With Liverpool dropping points we still have some leeway in our Arsenalonian race for a top four spot, but it’s hard to have total confidence in United to finish the job. They should, but they’ll have to play a hell of a lot better than this.
Of course, we know that they have that in them and it is hard to imagine anything but three points at home to West Brom next week, but then there are two away games and Arsenal at home.
City continue to stumble but spawned a win at home to Villa thanks to a linesman with glaucoma. Where there were glances up at second spot we now find ourselves glancing down at fifth again. We should have enough, but this has been an enormous wake-up call.
The hope is that Hislop has been squirrelling away behind the scenes lining up some fine talent to address the deficiencies in the squad. One will surely be a box to box midfielder. Friday night brought massive Twitter “ bantz” and “lols” as German media outlets and then our own Sky Sports ‘sources’ claimed that United had as good as signed Borussia Dortmund’s fine but fairly recently very injured German international Ilkay Gundogan.
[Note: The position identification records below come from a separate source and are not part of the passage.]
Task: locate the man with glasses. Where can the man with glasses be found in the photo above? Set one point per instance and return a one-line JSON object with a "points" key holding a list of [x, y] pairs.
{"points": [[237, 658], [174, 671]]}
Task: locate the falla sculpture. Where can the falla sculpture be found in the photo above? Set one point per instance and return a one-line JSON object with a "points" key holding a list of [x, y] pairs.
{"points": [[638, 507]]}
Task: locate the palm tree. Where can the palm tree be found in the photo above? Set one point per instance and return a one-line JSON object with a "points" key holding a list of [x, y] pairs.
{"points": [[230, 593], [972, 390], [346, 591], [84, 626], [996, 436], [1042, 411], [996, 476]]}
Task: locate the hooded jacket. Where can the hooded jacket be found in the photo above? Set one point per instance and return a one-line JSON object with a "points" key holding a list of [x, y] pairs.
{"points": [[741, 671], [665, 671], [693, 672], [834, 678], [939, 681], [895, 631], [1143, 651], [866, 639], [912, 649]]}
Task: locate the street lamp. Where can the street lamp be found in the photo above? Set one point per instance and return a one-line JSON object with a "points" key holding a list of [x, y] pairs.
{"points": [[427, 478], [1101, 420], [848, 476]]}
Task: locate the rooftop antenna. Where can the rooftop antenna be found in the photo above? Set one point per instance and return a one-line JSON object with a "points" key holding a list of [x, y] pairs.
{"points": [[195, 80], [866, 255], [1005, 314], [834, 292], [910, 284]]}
By Saturday morning it looked more and more like the gun had not so much been jumped as hurdled. The destination of Memphis Depay is even more mystifying. First he’s in Manchester, then he’s in Liverpool, then he hadn’t been in Manchester. We were favourites, because Van Gaal knows him well.
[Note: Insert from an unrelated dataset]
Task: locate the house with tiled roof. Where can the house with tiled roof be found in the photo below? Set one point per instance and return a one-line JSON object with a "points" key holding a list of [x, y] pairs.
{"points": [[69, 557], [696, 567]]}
A Hummels deal was on, then off, they half on and half off, whilst Danny Ings doesn’t know whether he’s coming or going. Has this bobbins ever enveloped us earlier?
I usually try to be funny, but to be honest I can’t be right now. I’ve got a huge cob on. The performance at Goodison wasn’t remotely good enough, from the players and from the manager.
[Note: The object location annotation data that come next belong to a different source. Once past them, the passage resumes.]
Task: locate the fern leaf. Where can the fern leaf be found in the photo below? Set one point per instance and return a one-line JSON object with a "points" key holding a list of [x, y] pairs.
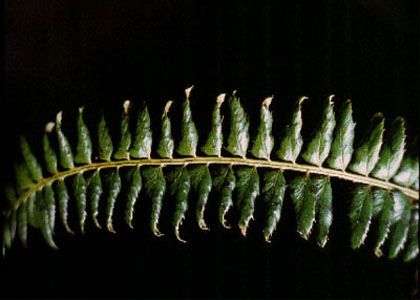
{"points": [[142, 143], [180, 184], [79, 187], [22, 221], [166, 143], [201, 183], [105, 144], [114, 191], [392, 152], [273, 194], [291, 142], [224, 182], [264, 141], [247, 190], [413, 236], [361, 211], [304, 200], [49, 199], [31, 162], [122, 151], [132, 195], [95, 192], [384, 204], [238, 138], [155, 185], [319, 146], [342, 145], [213, 145], [402, 221], [32, 220], [35, 200], [189, 136], [43, 219]]}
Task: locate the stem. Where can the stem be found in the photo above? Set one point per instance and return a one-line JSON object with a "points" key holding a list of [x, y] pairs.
{"points": [[238, 161]]}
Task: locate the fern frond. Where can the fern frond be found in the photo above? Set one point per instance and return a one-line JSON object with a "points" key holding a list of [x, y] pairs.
{"points": [[384, 174]]}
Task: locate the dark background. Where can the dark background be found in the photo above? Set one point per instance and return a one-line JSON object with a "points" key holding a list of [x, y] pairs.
{"points": [[63, 54]]}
Thankfully their own post-match quotes suggest that they’re more angry than I am. Van Gaal’s brilliant innovations in recent weeks have been rather exposed, as have some of his players. Everton deserve great credit for their performance and the execution of their game-plan and United had no answer.
As we’ve said all season, possession is no use without penetration and unless a manager has a squad of truly world class players then they need to be able to apply some tactical variation. Innovation becomes old hat very quickly and this team needs to evolve again.
Just as important it needs Carrick back as soon as possible along with the return of at least one of Jones or Rojo. As imperfect as they may be they are an upgrade on a young kid being asked to perform consistently at a level which is beyond him. And Blind needs to be returned to left back as soon as possible, because crabbing about in midfield he often may as well not even be there.
Unquestionably an in-form Angel Di Maria may have helped, but with Van Gaal trying as hard as he can to ignore him and with the Argentine stinking up the few minutes he gets its clear that there is no trust there. He could well leave, which would be an epic shame given the celebrations I expended over his signing.
The tussle with Liverpool and City for fifth, fourth and third can’t end soon enough, then we can concentrate on making the improvements to the squad that should allow Van Gaal to really earn his money. As with Mourinho at Chelsea last year, a year’s grace to build is fine as long as positive steps are taken.
There has been progress this year at United, although not as much as there should have. Regardless, this season is a sighter for the Dutchman. Next year is when his reign will live or die. I think it will live, but not playing like this. Goodison Park was just embarrassing and so, from this moment forth, I shall forget it ever happened.